Divide the marinated mutton mixture into equal portions and shape them into long kebabs. Skewer the kebabs onto metal or wooden skewers and cook them on a grill or tandoor until cooked through and slightly charred. Alternatively, you can cook them in an oven at 180°C for 20-25 minutes, turning them occasionally for even cooking.
Prepare the parathas by combining 2 cups of whole wheat flour, 1/2 teaspoon of salt, and 1 tablespoon of oil. Gradually add water and knead the dough until it is soft and pliable. Cover and let it rest for 15 minutes.
Divide the dough into equal portions and roll them out into thin, round parathas.
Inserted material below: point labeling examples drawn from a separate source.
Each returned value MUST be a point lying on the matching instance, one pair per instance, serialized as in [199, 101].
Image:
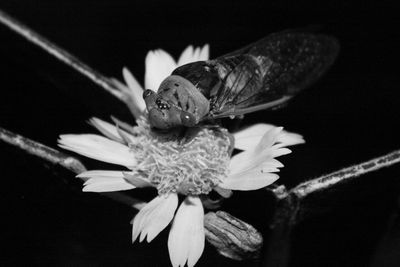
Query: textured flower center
[191, 165]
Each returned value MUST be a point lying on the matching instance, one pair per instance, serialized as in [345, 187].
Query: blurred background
[349, 116]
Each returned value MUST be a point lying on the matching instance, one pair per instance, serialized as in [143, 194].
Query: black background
[349, 116]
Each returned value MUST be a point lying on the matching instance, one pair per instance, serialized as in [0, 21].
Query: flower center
[191, 165]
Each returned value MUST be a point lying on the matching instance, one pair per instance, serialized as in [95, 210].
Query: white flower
[173, 167]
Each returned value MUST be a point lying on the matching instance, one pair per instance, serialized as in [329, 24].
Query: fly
[262, 75]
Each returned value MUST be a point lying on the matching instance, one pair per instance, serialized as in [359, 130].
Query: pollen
[191, 165]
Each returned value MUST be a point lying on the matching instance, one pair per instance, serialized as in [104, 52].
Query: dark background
[349, 116]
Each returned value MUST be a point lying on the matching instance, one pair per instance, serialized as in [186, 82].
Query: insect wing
[269, 72]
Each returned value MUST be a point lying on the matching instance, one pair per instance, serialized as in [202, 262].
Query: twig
[326, 181]
[60, 54]
[58, 158]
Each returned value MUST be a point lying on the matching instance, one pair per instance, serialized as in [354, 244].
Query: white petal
[136, 91]
[136, 181]
[98, 147]
[154, 217]
[159, 65]
[104, 181]
[107, 181]
[263, 151]
[205, 52]
[186, 56]
[249, 138]
[107, 129]
[186, 237]
[191, 55]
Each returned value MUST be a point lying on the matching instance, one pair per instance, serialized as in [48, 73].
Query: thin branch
[327, 181]
[58, 158]
[59, 53]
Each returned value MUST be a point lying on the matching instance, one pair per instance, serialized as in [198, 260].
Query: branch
[62, 55]
[56, 157]
[329, 180]
[231, 236]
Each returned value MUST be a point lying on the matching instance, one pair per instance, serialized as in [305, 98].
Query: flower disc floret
[190, 166]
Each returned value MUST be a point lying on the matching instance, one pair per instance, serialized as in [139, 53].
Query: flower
[174, 166]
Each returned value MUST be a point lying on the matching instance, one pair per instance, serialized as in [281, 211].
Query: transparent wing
[269, 72]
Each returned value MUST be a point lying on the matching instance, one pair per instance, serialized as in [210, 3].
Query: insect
[262, 75]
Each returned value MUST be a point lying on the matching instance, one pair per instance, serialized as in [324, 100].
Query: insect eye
[188, 119]
[146, 93]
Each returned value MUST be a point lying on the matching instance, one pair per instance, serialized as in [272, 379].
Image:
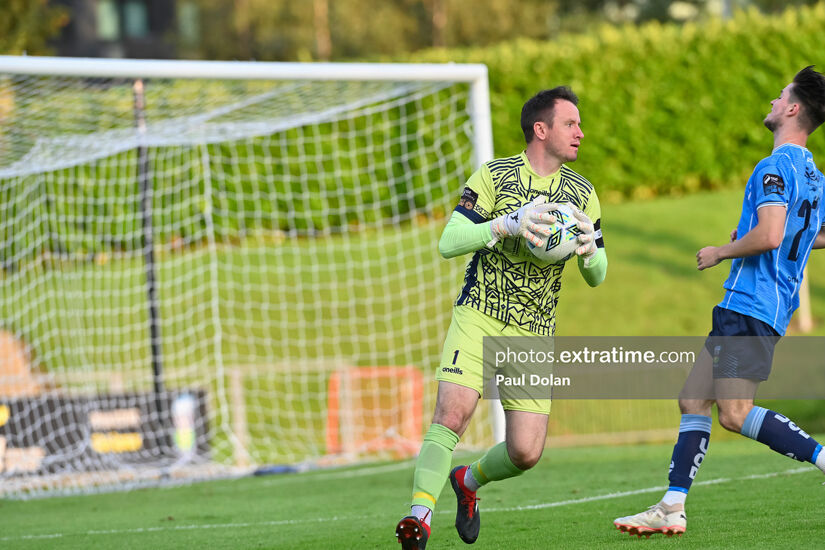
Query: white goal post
[207, 267]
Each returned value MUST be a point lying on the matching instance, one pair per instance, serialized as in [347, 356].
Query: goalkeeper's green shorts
[461, 360]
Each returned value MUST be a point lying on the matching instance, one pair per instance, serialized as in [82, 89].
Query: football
[562, 243]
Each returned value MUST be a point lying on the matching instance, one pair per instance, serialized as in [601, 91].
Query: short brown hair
[540, 108]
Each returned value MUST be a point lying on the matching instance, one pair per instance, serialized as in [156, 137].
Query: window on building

Cook the parathas on a hot tawa or griddle, flipping them and applying oil or ghee until they are golden brown and cooked through.
Assemble the mutton seekh rolls by placing a cooked seekh kebab on a paratha, adding some sliced onions, chopped coriander leaves, and a generous drizzle of mint chutney. Roll the paratha tightly and secure it with a toothpick or foil.